The object for which Edmund had been detached being thus happily accomplished, he rejoined Lord Fitz-Ullin as quickly as possible, taking with him his two disabled prizes; both, notwithstanding, valuable frigates. He was received, as may well be imagined, with loud cheers from the crews of all the vessels in the fleet.
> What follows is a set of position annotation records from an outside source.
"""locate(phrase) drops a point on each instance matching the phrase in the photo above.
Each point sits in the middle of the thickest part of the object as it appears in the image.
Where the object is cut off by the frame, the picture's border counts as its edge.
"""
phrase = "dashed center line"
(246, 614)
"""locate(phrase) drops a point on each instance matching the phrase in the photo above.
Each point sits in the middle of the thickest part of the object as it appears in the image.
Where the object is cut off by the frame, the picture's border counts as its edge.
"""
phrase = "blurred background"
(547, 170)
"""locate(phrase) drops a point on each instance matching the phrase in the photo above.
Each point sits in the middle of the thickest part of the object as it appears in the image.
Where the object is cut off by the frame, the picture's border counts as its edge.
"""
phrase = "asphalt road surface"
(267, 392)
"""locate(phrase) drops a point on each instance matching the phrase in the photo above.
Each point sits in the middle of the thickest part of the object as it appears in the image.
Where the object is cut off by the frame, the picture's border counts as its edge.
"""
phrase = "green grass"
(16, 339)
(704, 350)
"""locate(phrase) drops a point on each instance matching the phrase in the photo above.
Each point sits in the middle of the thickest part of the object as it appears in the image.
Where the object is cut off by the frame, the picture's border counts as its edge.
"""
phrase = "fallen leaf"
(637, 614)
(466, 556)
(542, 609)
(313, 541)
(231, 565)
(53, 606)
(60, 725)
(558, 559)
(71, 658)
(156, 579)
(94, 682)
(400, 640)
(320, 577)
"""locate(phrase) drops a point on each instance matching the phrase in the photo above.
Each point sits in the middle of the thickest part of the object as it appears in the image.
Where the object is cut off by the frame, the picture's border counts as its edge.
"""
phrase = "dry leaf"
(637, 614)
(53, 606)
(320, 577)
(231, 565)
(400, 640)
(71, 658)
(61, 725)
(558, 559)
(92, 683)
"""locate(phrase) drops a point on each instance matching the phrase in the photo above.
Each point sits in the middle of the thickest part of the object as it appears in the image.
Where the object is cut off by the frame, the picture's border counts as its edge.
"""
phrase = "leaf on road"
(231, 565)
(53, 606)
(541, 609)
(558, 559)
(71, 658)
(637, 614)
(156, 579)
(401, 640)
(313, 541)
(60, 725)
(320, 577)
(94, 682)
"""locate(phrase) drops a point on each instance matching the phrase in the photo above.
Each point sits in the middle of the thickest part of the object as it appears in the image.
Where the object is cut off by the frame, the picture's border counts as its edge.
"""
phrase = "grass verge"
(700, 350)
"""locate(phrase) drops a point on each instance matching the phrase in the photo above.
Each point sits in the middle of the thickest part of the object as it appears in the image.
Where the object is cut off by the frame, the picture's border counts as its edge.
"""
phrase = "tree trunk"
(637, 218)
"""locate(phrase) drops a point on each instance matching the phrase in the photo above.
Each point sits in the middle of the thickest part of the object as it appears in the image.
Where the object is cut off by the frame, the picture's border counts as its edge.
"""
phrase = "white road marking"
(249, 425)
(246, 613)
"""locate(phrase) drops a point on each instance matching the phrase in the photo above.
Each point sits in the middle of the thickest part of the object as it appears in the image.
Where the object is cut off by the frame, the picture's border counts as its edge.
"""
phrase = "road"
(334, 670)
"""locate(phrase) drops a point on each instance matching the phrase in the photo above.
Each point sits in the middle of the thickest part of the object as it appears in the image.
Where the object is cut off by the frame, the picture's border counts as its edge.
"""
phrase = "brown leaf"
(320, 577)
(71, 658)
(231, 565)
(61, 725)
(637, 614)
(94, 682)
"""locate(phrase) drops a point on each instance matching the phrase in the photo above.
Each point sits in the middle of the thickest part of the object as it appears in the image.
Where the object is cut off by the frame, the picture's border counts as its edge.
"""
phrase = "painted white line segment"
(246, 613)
Thus did our hero, in less than five years from the date of his last visit to his friends at Lodore, see himself, at the early age of four-and-twenty, risen to the rank of post-captain, possessed of prize-money to a large amount, and crowned with laurels so gallantly won, as to render his name known and respected in every part of the world to which a newspaper could find its way.


[CHAPTER XXXI.]

“The feast is smoking wide.”

“Here, Alice, bairn, here, tack it fray me; and mind ye, mack it light and flecky, like to the leaves o’ a reading buke,” cried our old friend, Mrs. Smyth; who stood up to her elbows in flour, and up to her eyes in business, in the housekeeper’s room at Lodore House; “and mind ye dinna pit the raspberry in ’till the puffs be mair nor half baked; or it ’ill be bubbling o’er, and spoiling the edges o’ the pastry. Bless me weel, sich a fuss! Ye mun mind a’ the’e thing soon bairn. I’m no used till them noo, and, indeed, I’m getting auld. Nell, woman! rin, will ye, till the ice-hoose, there’s a canny wife! and see if yon jelly will turn oot yet. What will come o’ me, if the jelly will no turn oot affoor dinner-time! Maister Donald,” said she, to the butler, who had just entered, and who was a countryman of her own, being one of the old Scotch establishment, “hoo cum ye on? As for my auld head, it’s fairly bothered: we are no used to such doings o’ late years, Maister Donald!”

“Vara true, Mrs. Smyth,” said the butler, “it’s thirteen years, I believe, sin we have had to say, reg’lar coompany in this hoose.”